Because most patients diagnosed with a severe disease or followed for a chronic one are expected to get information from the Internet, particularly regarding therapeutic options, HCPs must ensure that patients can differentiate between reliable and unreliable sources. The role of HCPs in this context is to help patients identify credible sources and thus reinforce the patient–HCP relationship. Consequently, HCPs must be aware of the information their patients are likely to encounter and be equipped to offer advice on how to find appropriate and reliable information when patients are researching on their own. Thus, HCPs should focus on several key elements to evaluate the reliability of websites’ medical information: author details (credentials and contact information), scientific background of sources, recency of the information (date of the last review), rationale and relevance of the website or app (versus others on the same topics), possible conflicts of interest, and whether the website is sales oriented [30,34]. These guidelines should be followed by HCPs so they can direct patients to trustworthy websites. Finally, HCPs themselves may be exposed to liability-related issues due to possible telemedicine-based misdiagnoses [14].

Overall, the mental load that is induced by a new type of responsibility coupled with after-hours time is expected to contribute to HCPs’ psychological burden. This applies to the assessment of medical website and app reliability, but also to the management of digital patients’ information.

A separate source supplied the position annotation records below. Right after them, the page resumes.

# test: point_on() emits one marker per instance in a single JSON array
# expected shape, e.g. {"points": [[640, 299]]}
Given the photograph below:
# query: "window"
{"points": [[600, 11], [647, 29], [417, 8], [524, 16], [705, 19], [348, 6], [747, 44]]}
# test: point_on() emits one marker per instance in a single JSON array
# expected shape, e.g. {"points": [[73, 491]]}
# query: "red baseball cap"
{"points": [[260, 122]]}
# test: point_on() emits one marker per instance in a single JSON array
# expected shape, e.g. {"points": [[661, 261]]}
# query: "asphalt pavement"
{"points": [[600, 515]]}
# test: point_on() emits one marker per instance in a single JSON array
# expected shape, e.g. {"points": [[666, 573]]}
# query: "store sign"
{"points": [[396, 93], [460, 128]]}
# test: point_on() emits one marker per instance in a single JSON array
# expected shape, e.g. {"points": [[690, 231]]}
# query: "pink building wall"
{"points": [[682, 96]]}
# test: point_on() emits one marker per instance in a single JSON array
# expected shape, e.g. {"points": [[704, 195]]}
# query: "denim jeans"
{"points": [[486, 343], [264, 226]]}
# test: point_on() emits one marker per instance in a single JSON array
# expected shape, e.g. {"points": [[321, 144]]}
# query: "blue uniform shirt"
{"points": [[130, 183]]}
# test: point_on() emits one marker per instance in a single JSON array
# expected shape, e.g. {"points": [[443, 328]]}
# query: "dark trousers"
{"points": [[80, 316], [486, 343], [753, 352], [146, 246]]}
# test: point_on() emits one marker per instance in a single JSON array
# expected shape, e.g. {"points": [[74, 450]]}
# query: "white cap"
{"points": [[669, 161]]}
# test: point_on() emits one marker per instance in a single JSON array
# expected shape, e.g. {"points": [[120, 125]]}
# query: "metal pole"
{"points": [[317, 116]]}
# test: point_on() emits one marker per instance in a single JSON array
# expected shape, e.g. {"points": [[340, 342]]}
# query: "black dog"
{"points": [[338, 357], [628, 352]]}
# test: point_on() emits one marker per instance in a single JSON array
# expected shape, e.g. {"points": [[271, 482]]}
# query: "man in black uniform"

Another challenge for HCPs is the need to be familiar with digital tools used for patients’ management like imaging software and EHRs. A systematic review of the literature including 31 articles published between 2010 and 2020 identified direct and indirect drivers of EHR-related burnout, which included direct issues like exhaustion and depersonalization as well as efficiency and resources, workload and requested efforts, work-life integration, and organizational values like job satisfaction [35]. Although EHR alerts are expected to improve care processes, over-alerting may also lead to fatigue and subsequent overriding [36]. During the COVID pandemic, the implementation of a systematic approach to the use of EHRs in order to provide a daily summary for clinical practice and an update of individual information was shown to be feasible and useful during this transient period [9]. However, sequential mixed methods based on quantitative (EHR usage patterns) and qualitative (physician perspectives) components highlighted an increase in after-hours EHR usage and documentation time per patient coupled with a decrease in order time per patient from the pre- to the pandemic period [37]. This suggests a need for more flexible EHR systems that minimize after-hours work and promote a better harmony of work and life. Other factors have been identified as contributors of EHR-induced cognitive overload among HCPs, which include non-intuitive visual displays and numerous default settings, navigation-associated unnecessary steps, and risks of errors due to fatigue or managing inbox tasks [23,38]. In that respect, a set of digital health competencies to be embedded in physician training has been proposed, which would be based on digital medical expertise and abilities in terms of judgement/decision-making, communication, quality and safety, cultural and social competence (eg, applying ethical, legal, and regulatory guidelines), teaching and learning (eg, remaining up-to-date in knowledge and skills), research (eg, basic descriptive statistics and evaluation of the role of human-computer collaboration), leadership, management, and teamwork [17].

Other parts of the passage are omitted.